We had a very interesting and entertaining session with five founders of TechStars companies.  All have received venture funding and are enjoying positive momentum in their business.  The session was a great opportunity for us, as VC’s, to get direct customer feedback from Entrepreneurs. What do we do that is counter productive, how can we be of more help, how can we position ourselves to be a better partner to Entrepreneurs.  I have noted some of the key bullets from the session below.  Much of it may seem pretty obvious, but I guess if VC’s always delivered on these points then they wouldn’t have bothered to mention them.

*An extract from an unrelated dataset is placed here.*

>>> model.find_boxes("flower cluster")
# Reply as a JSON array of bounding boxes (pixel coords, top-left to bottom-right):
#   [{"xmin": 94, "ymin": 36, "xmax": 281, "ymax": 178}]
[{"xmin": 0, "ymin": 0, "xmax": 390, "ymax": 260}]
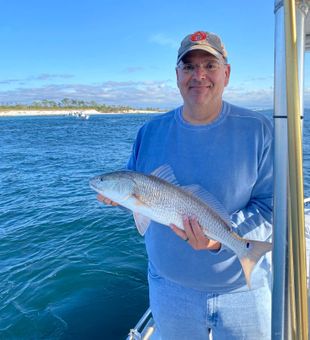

If you have a minute, take a look at their feedback and then I would like to open the discussion up to you.  What do you look for in a VC?  What is most important to you and your business? How do we better serve your needs for building a successful company? We always encourage our companies to reach out to their customers to better understand their needs.  It is important for us to do it, as well.

For VC’s:

  • Most of the VC’s that I know strive to do this, but the point was made that, we need to bring more to the party than money.  Entrepreneurs want to work with people who believe in them and who are going to work hard to help make the company successful.   There are lots of different ways to add value - try to find them and deliver results.  Investors need to think of themselves as part of the team and realize that they work for the company — not the other way around.
  • Don’t take meetings with entrepreneurs when you know you are not going to invest.   It is pretty frustrating for an entrepreneur spend time with you and then at the end have you say something like “Well that is really interesting and you have done a nice job, but we don’t invest in that space.” These guys are busy trying to build a company. If you know up front that the answer is going to be no, don’t waste their time, or yours. Or, if you know you are not going to invest, but would like to be helpful, let them know that before the meeting. Then it is their call.
  • Don’t give the entrepreneur a moving target.  VC’s often tell entrepreneurs that the business looks interesting, but they would like to see the company achieve a certain set of milestones before they will invest.  This is a legitimate request, but make sure the milestones are real and if the company achieves them, be prepared to put your money where your mouth is.  Unfortunately, this request can sometimes be used as a way of avoiding or prolonging the need to just say “no”.   Don’t keep changing the rules on the entrepreneur.
  • Post investment, try to be consistent in terms of your level of engagement with the company — both in terms of frequency and intensity.   It can be difficult for the entrepreneur to respond to, or anticipate your needs, if one week you are a raving maniac wanting to review every level of operational detail and then you turn around and go completely dark for 8 weeks.  Be consistent, transparent and predictable.
  • Every founder and every company is different.   You can’t just apply rules of thumb, or boiler plate solutions to companies you are working with.  Each has a different culture and its founders and employees may be  motivated in different ways.  It is critical to bring your experience to the table, but always try to apply it in a way that fits that company and situation.
  • Don’t under estimate that value of blogging and Twitter.  Entrepreneurs use these to get a sense of who you are, and what perspective you may bring to their business.  Helps them to understand if you are someone that they might want on their board, or not.

I want to thank the founders that shared this feedback with us: Natty Zola, Everlater;  Alex White, Next Big Sound; Isaac Saldana, SendGrid; Ari Newman, FilterBox/Jive; and Tim Wolters, RoundPegg.

Like all of our portfolio companies, we want to continuously get better at what we do.  If you have something to add, we would love to hear it.